The Attorney General of Massachussetts, Maura Healy, wants healthcare services in the state to pay increased attention to mental health benefits.

The Attorney General of Massachusetts wants healthcare services in the state to pay increased attention to mental health benefits, as highlighted in her Examination of Health Care Cost Trends and Cost Drivers report.

The new state Attorney General Maura Healy is shifting her focus from gaps in payment, which were highlighted in previous reports from the office, to mental healthcare, because "it’s really important to look at the whole health of the patient.” Healy believes that individuals with mental health and substance abuse problems need to be treated similar to a patient suffering from a chronic disease ike diabetes. Nearly 80% of those enrolled in the state plans, MassHealth or ConnectorCare, have distinct coverage for mental health and substance abuse, compared with 31% of commercial plan enrollees.

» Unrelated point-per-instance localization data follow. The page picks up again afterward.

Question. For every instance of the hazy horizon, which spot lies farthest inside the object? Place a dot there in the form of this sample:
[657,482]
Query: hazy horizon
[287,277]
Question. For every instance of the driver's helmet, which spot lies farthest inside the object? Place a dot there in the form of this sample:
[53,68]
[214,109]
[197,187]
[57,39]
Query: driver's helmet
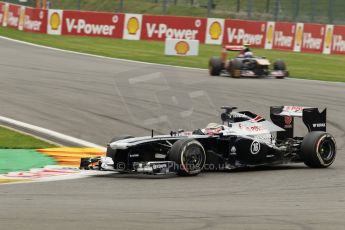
[213,128]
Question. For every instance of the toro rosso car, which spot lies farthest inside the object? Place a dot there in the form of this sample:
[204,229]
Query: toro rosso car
[245,65]
[243,139]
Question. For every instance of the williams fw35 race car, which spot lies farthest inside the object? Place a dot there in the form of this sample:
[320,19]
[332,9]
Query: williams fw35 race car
[245,65]
[243,139]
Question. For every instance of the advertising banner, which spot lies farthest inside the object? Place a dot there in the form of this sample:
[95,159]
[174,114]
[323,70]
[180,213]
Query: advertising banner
[132,26]
[269,35]
[54,23]
[338,41]
[15,16]
[284,36]
[239,32]
[92,24]
[181,47]
[298,37]
[161,27]
[214,31]
[313,38]
[35,20]
[327,45]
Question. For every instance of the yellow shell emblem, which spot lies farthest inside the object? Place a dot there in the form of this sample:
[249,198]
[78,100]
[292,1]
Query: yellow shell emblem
[270,34]
[182,48]
[299,35]
[55,21]
[133,25]
[215,30]
[328,38]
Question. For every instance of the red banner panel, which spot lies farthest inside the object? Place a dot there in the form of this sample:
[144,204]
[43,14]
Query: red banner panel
[92,24]
[239,32]
[35,20]
[313,38]
[2,12]
[162,27]
[338,43]
[13,19]
[284,36]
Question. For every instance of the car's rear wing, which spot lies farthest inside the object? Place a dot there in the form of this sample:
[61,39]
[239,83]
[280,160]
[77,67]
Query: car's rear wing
[283,116]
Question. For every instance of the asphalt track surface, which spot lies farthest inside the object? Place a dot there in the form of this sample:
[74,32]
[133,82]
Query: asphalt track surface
[95,99]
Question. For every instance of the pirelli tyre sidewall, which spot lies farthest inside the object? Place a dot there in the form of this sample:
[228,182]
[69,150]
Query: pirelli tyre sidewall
[189,156]
[318,149]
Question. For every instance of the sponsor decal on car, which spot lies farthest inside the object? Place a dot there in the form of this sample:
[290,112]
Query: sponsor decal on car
[328,39]
[214,31]
[35,20]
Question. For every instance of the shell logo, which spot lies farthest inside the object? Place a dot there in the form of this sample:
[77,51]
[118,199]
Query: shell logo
[182,47]
[288,120]
[133,25]
[328,38]
[215,30]
[55,21]
[270,34]
[299,35]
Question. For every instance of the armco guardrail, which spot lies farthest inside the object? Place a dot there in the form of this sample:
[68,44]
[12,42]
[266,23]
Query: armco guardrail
[297,37]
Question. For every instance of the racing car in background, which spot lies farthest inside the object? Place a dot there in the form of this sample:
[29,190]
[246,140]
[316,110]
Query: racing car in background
[245,64]
[243,139]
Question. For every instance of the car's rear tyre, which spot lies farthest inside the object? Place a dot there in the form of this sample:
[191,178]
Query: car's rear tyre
[189,156]
[236,66]
[318,149]
[111,152]
[215,66]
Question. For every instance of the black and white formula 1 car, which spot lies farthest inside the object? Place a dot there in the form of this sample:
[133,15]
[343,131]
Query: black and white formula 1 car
[244,139]
[245,65]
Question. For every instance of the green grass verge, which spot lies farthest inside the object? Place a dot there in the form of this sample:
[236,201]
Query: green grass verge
[301,65]
[10,139]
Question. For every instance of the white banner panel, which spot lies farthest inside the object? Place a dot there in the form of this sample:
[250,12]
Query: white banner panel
[132,27]
[55,20]
[214,31]
[181,47]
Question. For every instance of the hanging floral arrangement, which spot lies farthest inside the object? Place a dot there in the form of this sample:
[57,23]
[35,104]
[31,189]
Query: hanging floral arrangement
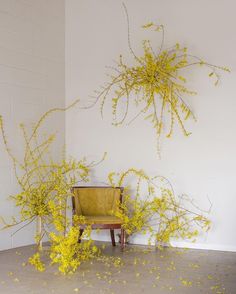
[156,84]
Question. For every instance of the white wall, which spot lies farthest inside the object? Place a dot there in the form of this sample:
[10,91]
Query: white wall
[32,80]
[202,165]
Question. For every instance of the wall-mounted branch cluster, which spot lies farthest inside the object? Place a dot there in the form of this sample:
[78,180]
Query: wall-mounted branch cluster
[155,84]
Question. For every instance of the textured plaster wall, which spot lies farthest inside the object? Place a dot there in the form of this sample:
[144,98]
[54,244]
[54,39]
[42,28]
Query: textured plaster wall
[202,165]
[32,80]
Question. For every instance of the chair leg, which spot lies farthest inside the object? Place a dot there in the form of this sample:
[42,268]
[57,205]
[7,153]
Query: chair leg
[80,234]
[112,237]
[122,239]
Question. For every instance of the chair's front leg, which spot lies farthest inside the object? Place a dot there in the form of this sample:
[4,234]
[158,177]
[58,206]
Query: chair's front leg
[113,237]
[80,234]
[122,239]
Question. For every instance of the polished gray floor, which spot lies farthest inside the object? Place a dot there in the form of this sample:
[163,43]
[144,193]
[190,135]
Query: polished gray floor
[144,271]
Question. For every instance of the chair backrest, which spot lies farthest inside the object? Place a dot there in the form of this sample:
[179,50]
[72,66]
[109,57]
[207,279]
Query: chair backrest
[96,200]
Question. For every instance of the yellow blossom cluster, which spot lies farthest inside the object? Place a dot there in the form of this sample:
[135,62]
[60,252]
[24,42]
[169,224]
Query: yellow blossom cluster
[155,84]
[156,211]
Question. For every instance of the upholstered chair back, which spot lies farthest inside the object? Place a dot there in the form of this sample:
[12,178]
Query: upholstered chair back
[96,201]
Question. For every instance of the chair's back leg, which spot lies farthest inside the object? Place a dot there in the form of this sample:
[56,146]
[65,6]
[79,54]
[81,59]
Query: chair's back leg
[113,237]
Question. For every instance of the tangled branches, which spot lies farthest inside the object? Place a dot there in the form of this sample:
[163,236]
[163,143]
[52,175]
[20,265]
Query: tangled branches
[155,84]
[157,210]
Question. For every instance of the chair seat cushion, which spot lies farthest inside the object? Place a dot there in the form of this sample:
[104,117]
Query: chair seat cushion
[102,219]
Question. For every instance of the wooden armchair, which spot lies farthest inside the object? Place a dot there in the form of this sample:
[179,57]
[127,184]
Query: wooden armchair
[96,204]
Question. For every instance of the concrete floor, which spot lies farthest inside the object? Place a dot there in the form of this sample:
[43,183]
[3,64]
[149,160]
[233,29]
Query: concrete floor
[144,271]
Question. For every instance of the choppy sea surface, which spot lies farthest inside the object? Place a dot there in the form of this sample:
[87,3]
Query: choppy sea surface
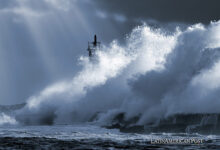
[94,137]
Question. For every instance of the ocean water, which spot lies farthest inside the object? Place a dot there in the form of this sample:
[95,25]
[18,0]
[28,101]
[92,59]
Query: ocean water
[89,136]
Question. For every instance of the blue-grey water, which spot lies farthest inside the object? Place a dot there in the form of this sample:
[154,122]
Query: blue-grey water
[89,136]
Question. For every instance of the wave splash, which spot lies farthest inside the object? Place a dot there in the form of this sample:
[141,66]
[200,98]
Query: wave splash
[152,76]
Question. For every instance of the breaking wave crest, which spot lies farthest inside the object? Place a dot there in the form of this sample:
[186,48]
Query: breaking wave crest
[154,75]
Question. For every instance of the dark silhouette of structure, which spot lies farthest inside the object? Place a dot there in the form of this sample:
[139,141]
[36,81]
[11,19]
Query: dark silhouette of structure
[92,46]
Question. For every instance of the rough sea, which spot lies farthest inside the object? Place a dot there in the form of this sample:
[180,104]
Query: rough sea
[88,136]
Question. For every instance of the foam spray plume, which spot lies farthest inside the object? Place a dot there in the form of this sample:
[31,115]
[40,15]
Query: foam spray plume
[153,75]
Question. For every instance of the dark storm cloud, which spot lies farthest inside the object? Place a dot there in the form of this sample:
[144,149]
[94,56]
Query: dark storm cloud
[187,11]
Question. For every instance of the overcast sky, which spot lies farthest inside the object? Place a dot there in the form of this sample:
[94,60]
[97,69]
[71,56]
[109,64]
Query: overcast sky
[41,40]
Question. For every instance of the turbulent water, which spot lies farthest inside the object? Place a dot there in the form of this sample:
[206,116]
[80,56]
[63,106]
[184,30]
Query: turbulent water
[88,136]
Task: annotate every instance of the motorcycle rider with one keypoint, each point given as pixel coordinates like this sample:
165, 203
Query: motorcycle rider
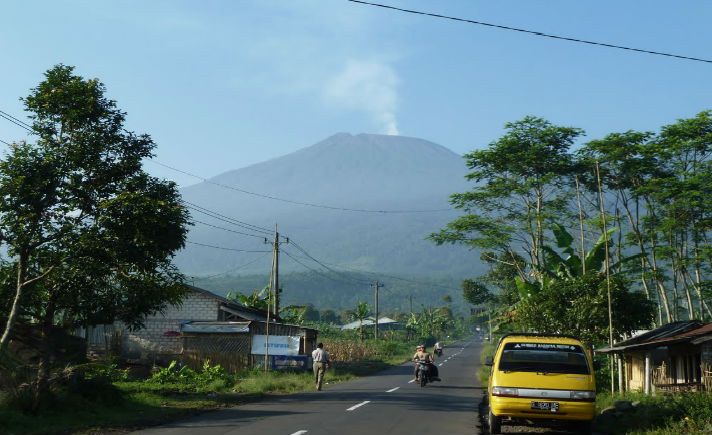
422, 354
438, 349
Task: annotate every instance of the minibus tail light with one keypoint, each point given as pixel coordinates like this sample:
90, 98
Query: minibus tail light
586, 396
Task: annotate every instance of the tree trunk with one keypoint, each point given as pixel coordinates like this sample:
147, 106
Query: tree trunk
42, 390
14, 311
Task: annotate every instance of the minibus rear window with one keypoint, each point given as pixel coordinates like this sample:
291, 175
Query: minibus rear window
543, 357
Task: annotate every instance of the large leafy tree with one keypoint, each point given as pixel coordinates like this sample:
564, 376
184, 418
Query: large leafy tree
578, 306
89, 235
361, 314
521, 182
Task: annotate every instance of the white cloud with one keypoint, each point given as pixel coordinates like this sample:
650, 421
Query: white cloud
368, 86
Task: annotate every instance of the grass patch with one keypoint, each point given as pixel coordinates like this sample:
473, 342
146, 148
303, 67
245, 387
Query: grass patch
176, 392
683, 413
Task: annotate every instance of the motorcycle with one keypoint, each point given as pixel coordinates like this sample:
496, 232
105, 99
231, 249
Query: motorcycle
424, 375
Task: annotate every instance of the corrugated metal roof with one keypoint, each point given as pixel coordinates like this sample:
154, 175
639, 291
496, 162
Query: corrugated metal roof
215, 327
671, 332
368, 322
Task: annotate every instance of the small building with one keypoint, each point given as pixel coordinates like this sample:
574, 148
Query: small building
384, 323
239, 345
674, 357
204, 326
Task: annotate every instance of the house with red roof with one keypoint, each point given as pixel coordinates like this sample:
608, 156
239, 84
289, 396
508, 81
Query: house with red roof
672, 358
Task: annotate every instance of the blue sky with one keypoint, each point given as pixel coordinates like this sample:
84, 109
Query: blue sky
220, 85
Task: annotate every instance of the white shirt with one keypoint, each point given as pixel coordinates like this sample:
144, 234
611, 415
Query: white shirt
320, 355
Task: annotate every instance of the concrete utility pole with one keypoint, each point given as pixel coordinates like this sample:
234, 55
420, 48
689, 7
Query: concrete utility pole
376, 286
274, 278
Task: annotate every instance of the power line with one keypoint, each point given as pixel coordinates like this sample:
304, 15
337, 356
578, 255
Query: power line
532, 32
227, 219
223, 248
385, 275
228, 229
11, 119
235, 268
19, 122
308, 204
318, 272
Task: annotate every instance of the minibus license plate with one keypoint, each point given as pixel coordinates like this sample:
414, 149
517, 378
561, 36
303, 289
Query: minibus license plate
546, 406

The primary objective of the report was to examine the intersection between administration of behavioral health benefits and reimbursement for behavioral health services with the goals of healthcare reform, so that individuals with behavioral health needs have improved access to coordinated and high-quality care at lower costs. The primary findings of the report were:

1. Exisiting approaches to managing behavioral health benefits and reimbursing providers for behavioral health services pose are a barrier for effective care coordination.

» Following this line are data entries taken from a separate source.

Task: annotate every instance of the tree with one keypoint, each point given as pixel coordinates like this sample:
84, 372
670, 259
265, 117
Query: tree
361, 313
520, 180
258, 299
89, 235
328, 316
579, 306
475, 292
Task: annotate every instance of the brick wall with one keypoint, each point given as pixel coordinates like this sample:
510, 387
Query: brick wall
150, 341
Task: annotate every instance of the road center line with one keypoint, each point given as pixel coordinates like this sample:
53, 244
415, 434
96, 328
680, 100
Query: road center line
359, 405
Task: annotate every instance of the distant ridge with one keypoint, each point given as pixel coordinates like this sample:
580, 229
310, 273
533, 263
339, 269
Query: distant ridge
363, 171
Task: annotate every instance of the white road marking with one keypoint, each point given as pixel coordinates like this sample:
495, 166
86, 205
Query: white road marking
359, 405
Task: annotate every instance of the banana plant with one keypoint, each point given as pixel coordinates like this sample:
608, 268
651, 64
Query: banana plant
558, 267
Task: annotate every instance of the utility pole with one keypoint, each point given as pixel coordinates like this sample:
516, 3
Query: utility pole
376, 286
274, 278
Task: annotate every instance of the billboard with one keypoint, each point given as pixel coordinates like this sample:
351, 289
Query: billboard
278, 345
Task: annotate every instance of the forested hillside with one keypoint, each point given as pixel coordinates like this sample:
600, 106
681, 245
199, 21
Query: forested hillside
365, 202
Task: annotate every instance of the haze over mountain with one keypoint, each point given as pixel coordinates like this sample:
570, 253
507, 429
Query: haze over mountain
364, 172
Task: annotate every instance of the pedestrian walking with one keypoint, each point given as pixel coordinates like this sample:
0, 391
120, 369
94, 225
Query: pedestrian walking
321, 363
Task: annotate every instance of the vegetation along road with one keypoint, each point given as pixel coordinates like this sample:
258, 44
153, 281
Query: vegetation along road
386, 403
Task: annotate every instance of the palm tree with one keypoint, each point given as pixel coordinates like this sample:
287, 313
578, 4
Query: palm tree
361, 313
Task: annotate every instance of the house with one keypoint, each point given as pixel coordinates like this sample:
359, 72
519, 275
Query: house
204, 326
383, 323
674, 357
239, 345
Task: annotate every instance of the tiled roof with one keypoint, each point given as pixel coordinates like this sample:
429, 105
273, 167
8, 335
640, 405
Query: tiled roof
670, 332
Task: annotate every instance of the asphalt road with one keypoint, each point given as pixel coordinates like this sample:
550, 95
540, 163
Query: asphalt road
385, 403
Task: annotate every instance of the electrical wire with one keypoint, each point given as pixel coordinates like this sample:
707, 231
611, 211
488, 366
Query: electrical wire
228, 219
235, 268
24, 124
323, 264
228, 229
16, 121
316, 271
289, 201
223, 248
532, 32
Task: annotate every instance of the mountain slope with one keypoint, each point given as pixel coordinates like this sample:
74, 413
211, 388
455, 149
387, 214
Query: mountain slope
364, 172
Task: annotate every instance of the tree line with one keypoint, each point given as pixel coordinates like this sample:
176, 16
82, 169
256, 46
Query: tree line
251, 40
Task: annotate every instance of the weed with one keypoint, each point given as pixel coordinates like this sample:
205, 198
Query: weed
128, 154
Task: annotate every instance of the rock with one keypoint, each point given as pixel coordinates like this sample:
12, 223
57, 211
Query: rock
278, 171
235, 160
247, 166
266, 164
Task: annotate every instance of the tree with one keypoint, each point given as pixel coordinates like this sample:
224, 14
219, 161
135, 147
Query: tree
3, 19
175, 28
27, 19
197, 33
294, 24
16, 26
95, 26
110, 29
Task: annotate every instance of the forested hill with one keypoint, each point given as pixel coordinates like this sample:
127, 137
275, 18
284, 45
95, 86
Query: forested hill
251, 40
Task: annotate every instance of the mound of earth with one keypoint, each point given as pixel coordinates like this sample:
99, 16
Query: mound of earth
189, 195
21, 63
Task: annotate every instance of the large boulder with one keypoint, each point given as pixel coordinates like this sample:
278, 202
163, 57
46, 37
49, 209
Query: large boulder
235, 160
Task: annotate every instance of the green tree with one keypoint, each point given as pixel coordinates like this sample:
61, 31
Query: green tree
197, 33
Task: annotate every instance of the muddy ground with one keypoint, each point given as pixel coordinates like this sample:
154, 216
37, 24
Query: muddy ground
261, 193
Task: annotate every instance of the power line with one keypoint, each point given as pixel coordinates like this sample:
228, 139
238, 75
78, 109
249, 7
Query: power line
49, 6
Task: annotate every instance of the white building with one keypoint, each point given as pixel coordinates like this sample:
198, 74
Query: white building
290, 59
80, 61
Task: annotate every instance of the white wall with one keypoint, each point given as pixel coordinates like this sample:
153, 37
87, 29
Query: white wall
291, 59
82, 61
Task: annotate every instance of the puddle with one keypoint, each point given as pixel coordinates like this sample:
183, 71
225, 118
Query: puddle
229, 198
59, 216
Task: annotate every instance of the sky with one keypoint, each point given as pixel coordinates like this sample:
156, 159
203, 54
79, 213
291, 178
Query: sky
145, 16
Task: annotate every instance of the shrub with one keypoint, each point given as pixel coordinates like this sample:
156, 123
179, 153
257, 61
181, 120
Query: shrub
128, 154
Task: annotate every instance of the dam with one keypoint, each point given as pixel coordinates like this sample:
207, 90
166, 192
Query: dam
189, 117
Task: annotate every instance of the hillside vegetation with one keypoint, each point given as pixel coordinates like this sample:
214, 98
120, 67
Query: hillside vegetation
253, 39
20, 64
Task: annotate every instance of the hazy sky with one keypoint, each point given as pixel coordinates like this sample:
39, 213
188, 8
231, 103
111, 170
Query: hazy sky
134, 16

2. Behavioral health data lags compared to advances in data for other areas of health expenditures, challenging efforts to improve analysis and promote behavioral health parity.

The report recognized that while health plans distinguish between medical and behavioral benefits, for a patient suffering from mental health conditions, there is no such distinction. The report recommends several steps toward changing the current benefit structure to allow incorportation of behavioral health into mainstream medicine:

1. Payers and other stakeholders should consider addressing barriers to improving behavioral health reimbursement rates and the ability of all types of providers to invest in behavioral health services. 2. Stakeholders should consider developing meaningful financial incentives for providers and payers to integrate the delivery of medical and behavioral health services.

3. Providers and care management organizations should have increased access to information necessary to support timely and effective patient care.

4. Data on behavioral healthcare should at least mirror the scope of information available on price, utilization, quality, and spending for medical services.